Bioshock Infinite: FPS: Higher is better
Nvidia GeForce GTX 780 – 57
Nvidia GeForce GTX 780 OC – 66
Nvidia GeForce GTX Titan – 63
Nvidia GeForce GTX 680 – 45
AMD Radeon HD 7990 – 78

Crysis 3: FPS: Higher is better
Nvidia GeForce GTX 780 – 33
Nvidia GeForce GTX 780 OC – 38
Nvidia GeForce GTX Titan – 37
Nvidia GeForce GTX 680 – 25
AMD Radeon HD 7990 – 48

DiRT Showdown: FPS: Higher is better
Nvidia GeForce GTX 780 – 61
Nvidia GeForce GTX 780 OC – 72
Nvidia GeForce GTX Titan – 66
Nvidia GeForce GTX 680 – 45
AMD Radeon HD 7990 – 116

Max Payne 3: FPS: Higher is better
Nvidia GeForce GTX 780 – 42
Nvidia GeForce GTX 780 OC – 48
Nvidia GeForce GTX Titan – 44
Nvidia GeForce GTX 680 – 30
AMD Radeon HD 7990 – 57

Nvidia GTX 780

That, sadly, is the legacy of the GTX Titan – the top graphics card in this GTX 700 series is still not the fastest card in Nvidia’s lineup. We all knew this was going to be the case at the launch of the Titan, but the reality of the situation must still be a little galling for anyone dropping that much cash on the second place card. And that’s us being generous and not including the dual-GPU GTX 690 in the equation.

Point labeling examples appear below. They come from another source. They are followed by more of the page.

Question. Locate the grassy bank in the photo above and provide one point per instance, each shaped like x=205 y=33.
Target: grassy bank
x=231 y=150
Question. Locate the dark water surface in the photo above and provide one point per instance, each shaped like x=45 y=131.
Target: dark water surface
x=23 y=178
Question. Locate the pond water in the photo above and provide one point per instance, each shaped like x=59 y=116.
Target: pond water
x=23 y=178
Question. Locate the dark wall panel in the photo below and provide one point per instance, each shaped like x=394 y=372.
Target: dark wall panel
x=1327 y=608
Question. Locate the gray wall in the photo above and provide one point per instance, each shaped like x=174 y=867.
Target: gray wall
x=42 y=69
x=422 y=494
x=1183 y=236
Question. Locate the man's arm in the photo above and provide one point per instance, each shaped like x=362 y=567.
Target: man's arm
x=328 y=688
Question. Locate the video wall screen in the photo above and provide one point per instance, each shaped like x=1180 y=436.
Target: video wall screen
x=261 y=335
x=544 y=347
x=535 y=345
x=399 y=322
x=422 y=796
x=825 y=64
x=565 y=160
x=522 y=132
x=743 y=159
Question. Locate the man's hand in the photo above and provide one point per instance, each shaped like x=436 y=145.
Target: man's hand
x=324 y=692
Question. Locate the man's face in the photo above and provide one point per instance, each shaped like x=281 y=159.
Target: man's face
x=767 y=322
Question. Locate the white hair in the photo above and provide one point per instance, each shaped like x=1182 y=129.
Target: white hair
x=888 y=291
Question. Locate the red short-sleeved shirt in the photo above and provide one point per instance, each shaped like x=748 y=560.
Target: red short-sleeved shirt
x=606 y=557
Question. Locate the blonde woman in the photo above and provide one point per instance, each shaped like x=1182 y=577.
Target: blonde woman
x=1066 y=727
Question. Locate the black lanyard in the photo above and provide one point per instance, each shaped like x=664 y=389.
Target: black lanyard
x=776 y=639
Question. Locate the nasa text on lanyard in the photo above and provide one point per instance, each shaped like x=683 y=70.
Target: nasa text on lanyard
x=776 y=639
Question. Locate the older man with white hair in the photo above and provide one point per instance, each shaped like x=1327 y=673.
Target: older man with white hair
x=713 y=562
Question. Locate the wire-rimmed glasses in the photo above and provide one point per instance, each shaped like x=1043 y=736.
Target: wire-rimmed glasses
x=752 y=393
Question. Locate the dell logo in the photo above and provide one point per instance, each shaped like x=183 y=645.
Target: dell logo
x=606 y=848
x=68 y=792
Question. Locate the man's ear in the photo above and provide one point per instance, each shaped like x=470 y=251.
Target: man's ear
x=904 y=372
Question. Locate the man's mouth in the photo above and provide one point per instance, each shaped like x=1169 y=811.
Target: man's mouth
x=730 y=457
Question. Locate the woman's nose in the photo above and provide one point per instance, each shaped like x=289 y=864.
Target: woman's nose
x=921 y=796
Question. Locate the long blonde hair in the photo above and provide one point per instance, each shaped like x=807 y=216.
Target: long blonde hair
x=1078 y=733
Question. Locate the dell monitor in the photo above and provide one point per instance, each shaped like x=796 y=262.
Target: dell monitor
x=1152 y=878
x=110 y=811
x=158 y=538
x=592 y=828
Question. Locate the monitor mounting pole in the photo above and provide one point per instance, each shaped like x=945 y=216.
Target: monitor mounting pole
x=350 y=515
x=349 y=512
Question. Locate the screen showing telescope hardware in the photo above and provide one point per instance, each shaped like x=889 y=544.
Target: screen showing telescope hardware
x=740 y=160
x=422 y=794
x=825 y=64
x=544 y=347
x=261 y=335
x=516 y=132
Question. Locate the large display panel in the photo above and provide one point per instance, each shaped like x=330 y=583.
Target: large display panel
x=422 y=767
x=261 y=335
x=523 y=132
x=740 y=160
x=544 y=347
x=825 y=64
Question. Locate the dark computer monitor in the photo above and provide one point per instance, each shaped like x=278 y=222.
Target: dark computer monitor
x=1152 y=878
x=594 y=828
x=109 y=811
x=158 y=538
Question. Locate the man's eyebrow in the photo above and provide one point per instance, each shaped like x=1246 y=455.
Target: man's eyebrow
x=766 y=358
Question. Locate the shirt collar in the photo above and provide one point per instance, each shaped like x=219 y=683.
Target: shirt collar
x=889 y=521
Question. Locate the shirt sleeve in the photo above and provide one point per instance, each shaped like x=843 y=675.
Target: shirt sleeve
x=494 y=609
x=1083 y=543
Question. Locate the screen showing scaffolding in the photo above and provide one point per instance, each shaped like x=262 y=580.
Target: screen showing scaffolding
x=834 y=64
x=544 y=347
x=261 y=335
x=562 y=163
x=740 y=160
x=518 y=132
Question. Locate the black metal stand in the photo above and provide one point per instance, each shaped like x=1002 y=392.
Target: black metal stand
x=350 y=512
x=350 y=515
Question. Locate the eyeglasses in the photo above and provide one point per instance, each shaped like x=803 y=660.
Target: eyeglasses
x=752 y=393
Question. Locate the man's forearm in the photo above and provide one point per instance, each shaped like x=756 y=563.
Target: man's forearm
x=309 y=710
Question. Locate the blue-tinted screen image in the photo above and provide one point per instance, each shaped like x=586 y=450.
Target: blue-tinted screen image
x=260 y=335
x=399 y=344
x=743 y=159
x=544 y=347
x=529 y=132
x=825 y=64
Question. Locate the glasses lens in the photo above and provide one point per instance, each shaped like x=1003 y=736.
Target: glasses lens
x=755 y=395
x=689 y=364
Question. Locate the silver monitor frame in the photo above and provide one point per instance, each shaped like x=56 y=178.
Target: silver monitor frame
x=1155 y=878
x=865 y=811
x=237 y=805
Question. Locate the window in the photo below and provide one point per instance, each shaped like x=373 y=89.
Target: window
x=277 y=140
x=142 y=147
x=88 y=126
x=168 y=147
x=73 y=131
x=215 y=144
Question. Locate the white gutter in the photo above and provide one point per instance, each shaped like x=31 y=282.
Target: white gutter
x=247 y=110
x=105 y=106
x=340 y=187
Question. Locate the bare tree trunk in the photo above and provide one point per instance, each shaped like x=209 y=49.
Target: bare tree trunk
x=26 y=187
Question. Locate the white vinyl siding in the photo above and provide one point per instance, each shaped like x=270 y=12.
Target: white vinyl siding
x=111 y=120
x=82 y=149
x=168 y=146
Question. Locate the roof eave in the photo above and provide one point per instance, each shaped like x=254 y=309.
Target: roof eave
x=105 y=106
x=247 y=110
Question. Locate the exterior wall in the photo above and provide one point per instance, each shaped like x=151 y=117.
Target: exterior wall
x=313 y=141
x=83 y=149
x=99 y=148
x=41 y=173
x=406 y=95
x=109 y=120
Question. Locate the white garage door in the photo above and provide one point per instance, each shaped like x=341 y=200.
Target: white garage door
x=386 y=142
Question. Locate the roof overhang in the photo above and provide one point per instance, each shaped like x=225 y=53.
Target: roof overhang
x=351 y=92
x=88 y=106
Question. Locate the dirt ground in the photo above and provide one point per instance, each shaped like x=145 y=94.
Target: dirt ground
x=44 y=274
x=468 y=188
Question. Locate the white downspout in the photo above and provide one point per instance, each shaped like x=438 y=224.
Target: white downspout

Where the GTX 780 is going to win out though is for system integrators. As a drop-in upgrade it’s going to be tough to part with £550 for the card on its own, but as part of a full rig the GTX 780 is going to be able to power some fantastically performing gaming PCs for a good chunk less than a Titan machine.

But while the GTX 780 certainly contains a fabulous beast of a GPU, we’ve got to have a consideration for the cost. The GTX 780 then is a great, great-looking graphics card, with performance to burn, but at a price that’s going to make people think long and hard about upgrading.